Today is apparently Take Your Children to Work Day, and lots of different company weblogs are sharing photographs and amusing stories about children getting a taste of work life, presumably without the boring meetings, frustrating budget cuts and office politics.
But I’m a work-at-home Dad and even if I wasn’t, can’t imagine the appeal of this particular event. I mean, if you’re highly involved with both your job and your family, then aren’t your kids already visiting your office to meet Mom or Dad for lunch, or coming with on the weekend when you need to pop in for 30 minutes, or even going to social events with your colleagues and their children?
The more I think about Take Your Children to Work Day, though, the more I think that everyone would get a lot more out of the opposite event, a Take Your Parents to School Day where the parents would step out of their work shoes and into the classroom.
You’d sit through lessons, hang out on the playground during recess, have lunch with your children and their friends, and connect not just with the teachers and students, but also with other parents, particularly the parents of your children’s best friends.

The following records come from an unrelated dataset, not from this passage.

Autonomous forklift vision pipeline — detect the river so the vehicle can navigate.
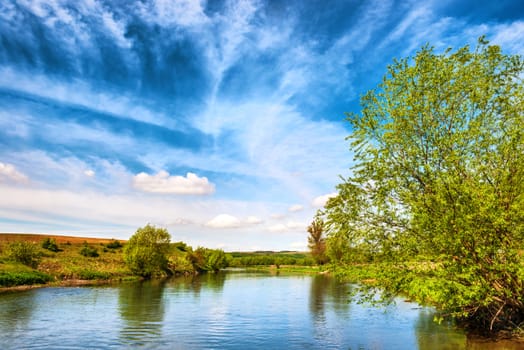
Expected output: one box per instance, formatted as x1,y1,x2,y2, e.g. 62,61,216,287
0,272,524,350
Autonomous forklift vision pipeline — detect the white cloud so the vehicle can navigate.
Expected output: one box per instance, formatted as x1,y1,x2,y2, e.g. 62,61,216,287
137,0,209,27
311,192,338,208
133,171,215,195
206,214,242,228
488,21,524,54
267,221,307,232
289,241,308,252
0,162,29,183
246,216,263,225
166,218,193,226
288,204,304,213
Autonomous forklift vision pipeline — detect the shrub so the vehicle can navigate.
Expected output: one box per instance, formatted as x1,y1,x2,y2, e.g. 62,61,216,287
8,241,40,268
42,237,60,253
76,270,111,280
0,271,52,287
124,224,171,278
106,239,122,249
80,243,99,258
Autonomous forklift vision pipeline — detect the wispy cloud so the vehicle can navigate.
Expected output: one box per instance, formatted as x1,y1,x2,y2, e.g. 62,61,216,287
311,192,338,208
206,214,242,229
0,0,524,249
0,162,29,183
133,170,215,195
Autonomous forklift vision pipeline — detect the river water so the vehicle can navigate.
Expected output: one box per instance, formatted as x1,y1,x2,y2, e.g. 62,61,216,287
0,272,524,350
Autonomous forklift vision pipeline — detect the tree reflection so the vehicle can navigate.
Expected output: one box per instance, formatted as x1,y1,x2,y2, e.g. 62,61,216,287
309,275,351,322
415,311,469,350
168,272,226,296
0,291,36,335
118,280,165,346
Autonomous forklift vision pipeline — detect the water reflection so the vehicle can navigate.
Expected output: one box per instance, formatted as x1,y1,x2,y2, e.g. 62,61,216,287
415,310,469,350
0,291,35,335
118,280,166,346
309,275,351,321
166,272,226,296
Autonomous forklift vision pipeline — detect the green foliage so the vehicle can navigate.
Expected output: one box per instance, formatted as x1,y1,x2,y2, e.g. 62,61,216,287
320,38,524,332
75,269,111,280
106,239,123,249
8,241,40,268
80,243,100,258
229,252,315,267
189,247,229,272
124,224,171,278
307,218,328,265
42,237,60,253
0,271,52,287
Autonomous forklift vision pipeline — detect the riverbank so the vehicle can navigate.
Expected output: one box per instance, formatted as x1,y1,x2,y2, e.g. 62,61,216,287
0,234,320,292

Unfortunately, the message that many children have received with school is that it’s more of a place to ‘do time’ until you can get into the workforce and start earning money and therefore buying stuff and joining the happy consumer culture of the modern world. That being the case, it’s totally okay to take a child from class (“it’s only a day”) but likely much more problematic for parents to take a day off from work to be at their children’s schools.
Home worker or office worker, when was the last time you sat through a few hours of your child’s school day?

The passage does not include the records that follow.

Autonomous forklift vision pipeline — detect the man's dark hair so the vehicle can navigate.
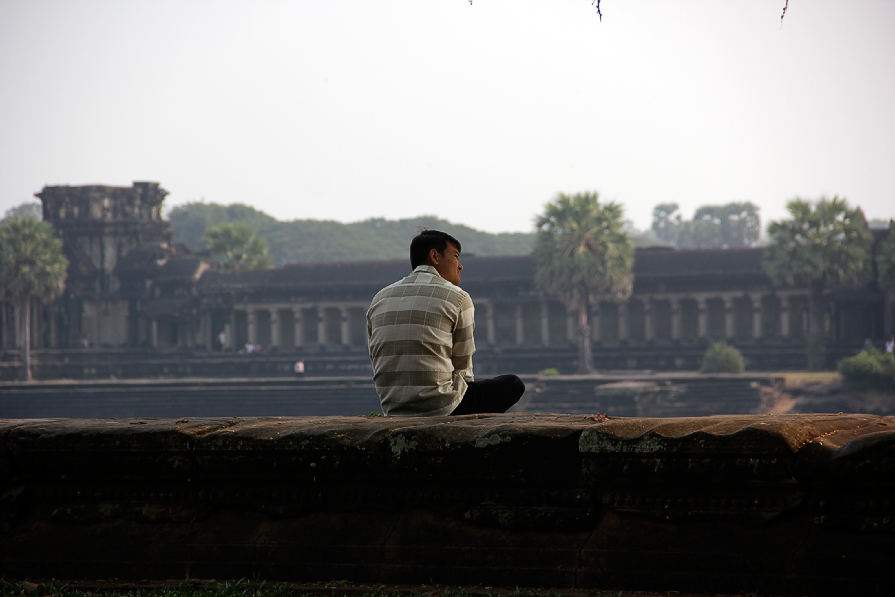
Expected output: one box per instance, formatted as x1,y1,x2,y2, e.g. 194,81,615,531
410,230,460,269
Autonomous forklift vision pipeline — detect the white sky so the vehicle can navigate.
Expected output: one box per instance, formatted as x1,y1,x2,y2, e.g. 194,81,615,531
0,0,895,232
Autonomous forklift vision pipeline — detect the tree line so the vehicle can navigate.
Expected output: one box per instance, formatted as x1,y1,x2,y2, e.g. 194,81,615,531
0,198,895,379
533,193,895,373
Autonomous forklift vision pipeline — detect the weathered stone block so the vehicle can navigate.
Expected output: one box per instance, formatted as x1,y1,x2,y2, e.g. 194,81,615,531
0,414,895,595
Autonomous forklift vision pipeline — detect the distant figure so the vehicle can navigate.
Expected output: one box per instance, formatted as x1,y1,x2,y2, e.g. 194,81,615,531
367,230,525,416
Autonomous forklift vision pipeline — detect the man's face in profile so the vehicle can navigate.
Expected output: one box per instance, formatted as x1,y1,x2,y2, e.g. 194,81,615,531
429,242,463,286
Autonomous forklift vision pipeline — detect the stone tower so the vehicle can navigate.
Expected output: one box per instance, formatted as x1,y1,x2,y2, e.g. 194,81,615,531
35,182,172,347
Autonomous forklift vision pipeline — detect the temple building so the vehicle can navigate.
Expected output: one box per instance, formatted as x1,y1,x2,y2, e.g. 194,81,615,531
0,182,895,373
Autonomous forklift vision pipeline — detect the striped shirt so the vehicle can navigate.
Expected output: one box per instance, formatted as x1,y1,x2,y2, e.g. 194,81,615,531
367,265,475,416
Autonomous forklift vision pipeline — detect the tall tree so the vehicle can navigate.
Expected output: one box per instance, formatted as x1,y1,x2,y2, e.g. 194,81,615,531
652,203,681,245
764,197,873,370
533,192,634,373
0,216,68,381
202,222,273,269
876,220,895,299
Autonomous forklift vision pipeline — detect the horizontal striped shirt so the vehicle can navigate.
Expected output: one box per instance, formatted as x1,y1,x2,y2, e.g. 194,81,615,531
367,265,475,416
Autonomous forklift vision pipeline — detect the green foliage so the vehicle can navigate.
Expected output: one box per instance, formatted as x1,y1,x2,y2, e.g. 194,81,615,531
168,203,534,266
764,197,873,288
202,222,273,269
652,201,761,249
168,202,277,252
836,348,895,390
3,201,43,220
0,217,68,380
532,193,634,373
876,220,895,296
652,203,682,245
533,193,634,307
699,342,746,373
763,197,873,371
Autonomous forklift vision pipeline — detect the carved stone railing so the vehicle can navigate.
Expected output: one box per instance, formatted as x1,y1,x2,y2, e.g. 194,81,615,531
0,414,895,595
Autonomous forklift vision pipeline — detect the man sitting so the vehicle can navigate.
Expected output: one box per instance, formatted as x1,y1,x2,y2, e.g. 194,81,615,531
367,230,525,416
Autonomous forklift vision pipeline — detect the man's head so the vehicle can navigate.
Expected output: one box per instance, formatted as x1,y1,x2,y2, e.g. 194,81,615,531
410,230,463,286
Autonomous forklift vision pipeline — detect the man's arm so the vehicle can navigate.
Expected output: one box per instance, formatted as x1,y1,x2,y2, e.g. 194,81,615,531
451,295,475,381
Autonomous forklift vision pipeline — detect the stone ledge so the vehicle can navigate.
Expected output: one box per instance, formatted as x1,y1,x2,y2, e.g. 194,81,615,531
0,414,895,595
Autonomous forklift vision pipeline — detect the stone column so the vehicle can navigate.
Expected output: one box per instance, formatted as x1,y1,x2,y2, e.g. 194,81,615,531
696,297,709,340
292,307,305,348
339,307,351,346
317,305,329,346
618,301,628,342
723,296,735,339
270,305,280,348
246,307,258,344
749,294,762,342
643,297,655,342
669,297,681,341
780,296,789,341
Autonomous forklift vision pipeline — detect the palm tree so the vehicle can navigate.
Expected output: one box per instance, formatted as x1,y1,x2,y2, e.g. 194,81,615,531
0,217,68,381
876,220,895,299
764,197,873,370
202,222,273,269
533,192,634,373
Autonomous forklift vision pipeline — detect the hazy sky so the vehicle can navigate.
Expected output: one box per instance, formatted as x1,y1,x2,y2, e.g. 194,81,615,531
0,0,895,232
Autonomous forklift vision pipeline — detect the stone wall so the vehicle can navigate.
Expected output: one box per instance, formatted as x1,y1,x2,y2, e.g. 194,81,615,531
0,414,895,595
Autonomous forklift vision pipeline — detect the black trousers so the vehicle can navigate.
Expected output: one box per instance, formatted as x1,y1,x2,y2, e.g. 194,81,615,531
451,375,525,416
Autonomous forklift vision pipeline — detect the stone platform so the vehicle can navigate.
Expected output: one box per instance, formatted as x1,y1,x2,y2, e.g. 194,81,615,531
0,414,895,595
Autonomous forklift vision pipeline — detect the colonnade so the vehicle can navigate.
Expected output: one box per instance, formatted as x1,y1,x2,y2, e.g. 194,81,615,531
210,291,820,350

The last time? Hmmm… Tuesday. 🙂
Every Tuesday, in fact, I go to my son’s classroom and read with small groups of students. I am also “helper mom” in my daughter’s Kindergarden class fairly regularly. I am lucky to have a good friend to trade babysitting with so that we can both volunteer at our respective schools. My husband takes his turns of being “helper dad”, does recess duty several times a year and attends partys and field trips pretty regularly. This afternoon he will be with my son’s class for several hours for a retreat. It is a wonderful way to get to know the other kids in school and teachers. Plus, the kids LOVE it. They may get to an age where they don’t, so we are taking full advantage of it now
I am the chairman of our local high school’s state mandated “Local School Improvement Council” (LSIC), a community based organization set up to assist the school.
We have been working on the development of the “Take Your Parents to School” program to help address the disconnect between parents and their high school children. Our very first (test pilot) program will be held the week before Christmas.
Any suggestions that you or you readers can offer us would be very much appreciated. Thanks!